New | Gloomy mood in iron ore not lifting anytime soon
Price recovery in iron ore may take until 2017
Iron ore prices which have been battered by rising low-cost supplies from Australia will likely see more pressure next year given stagnant demand and additions to an already bloated supply, analysts say.
“Iron prices are likely to fall further since the supply surplus is set to worsen more while demand has been falling,” Li Xinchuang, president of China Metallurgical Industry Planning and Research Institute told the annual China Mining conference in Tianjin.
Lily Shao Yuhan, the iron ore consultant of energy and resource industries consultancy Wood Mackenzie projected prices to bottom out around 2017 before recovering to levels similar to current prices by 2020.
Paul Butterworth, the research manager of steel and raw materials in commodities consultancy CRU, is a bit more optimistic.

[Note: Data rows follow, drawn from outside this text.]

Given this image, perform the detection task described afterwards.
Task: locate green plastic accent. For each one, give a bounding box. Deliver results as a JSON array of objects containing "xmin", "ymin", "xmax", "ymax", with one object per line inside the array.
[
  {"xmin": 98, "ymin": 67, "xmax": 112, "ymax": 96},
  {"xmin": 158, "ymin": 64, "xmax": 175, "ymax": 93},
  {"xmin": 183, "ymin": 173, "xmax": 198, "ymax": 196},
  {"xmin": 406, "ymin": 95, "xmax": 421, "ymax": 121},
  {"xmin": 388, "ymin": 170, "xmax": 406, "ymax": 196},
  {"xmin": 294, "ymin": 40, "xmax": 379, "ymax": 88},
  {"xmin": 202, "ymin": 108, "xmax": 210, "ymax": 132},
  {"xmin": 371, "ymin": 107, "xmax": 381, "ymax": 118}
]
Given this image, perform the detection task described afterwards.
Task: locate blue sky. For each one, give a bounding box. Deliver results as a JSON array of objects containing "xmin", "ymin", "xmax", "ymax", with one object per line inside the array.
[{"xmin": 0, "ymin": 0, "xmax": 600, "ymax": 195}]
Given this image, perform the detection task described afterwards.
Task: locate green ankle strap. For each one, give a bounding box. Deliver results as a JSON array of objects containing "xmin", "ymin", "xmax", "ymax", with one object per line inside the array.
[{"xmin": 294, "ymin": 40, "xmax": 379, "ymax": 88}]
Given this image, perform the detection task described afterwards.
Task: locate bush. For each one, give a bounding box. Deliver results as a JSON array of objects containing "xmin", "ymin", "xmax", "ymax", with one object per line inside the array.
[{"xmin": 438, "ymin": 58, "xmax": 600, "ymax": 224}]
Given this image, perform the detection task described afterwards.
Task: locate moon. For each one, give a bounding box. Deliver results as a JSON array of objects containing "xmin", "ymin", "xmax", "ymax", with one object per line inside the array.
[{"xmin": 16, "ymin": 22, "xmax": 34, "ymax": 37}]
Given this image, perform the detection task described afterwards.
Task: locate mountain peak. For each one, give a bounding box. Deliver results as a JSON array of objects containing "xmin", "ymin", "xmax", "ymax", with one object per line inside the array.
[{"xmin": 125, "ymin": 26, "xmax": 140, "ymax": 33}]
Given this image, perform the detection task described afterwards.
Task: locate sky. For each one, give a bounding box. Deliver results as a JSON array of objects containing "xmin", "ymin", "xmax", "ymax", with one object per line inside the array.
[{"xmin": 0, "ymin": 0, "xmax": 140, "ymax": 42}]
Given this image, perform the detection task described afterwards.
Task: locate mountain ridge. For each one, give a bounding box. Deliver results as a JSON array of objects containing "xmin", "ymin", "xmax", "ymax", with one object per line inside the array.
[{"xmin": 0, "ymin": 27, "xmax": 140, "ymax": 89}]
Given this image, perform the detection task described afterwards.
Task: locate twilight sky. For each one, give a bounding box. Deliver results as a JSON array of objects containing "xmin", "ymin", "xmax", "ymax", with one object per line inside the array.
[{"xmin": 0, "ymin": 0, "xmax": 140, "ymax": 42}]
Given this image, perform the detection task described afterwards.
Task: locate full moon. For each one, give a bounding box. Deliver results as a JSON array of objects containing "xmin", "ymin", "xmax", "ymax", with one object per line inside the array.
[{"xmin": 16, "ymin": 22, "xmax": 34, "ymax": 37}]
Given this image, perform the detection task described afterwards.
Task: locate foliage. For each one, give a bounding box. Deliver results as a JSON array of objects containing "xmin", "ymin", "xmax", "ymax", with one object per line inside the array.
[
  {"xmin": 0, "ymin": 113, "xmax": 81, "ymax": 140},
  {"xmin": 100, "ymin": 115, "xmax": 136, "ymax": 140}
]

“Prices will likely rise from 2017 onwards, as displacement [of high-cost supply] requirements diminish, [production] costs rise again amid recovering oil prices, and the market slowly moves back towards a balance,” he said.
Average iron ore prices at mainland ports fell 43 per cent year-on-year in the year’s first eight months to US$63 a tonne, and hit a trough of US$45 a tonne early July, according to China Iron and Steel Association (CISA) data. Iron ore is the key ingredient in making steel products.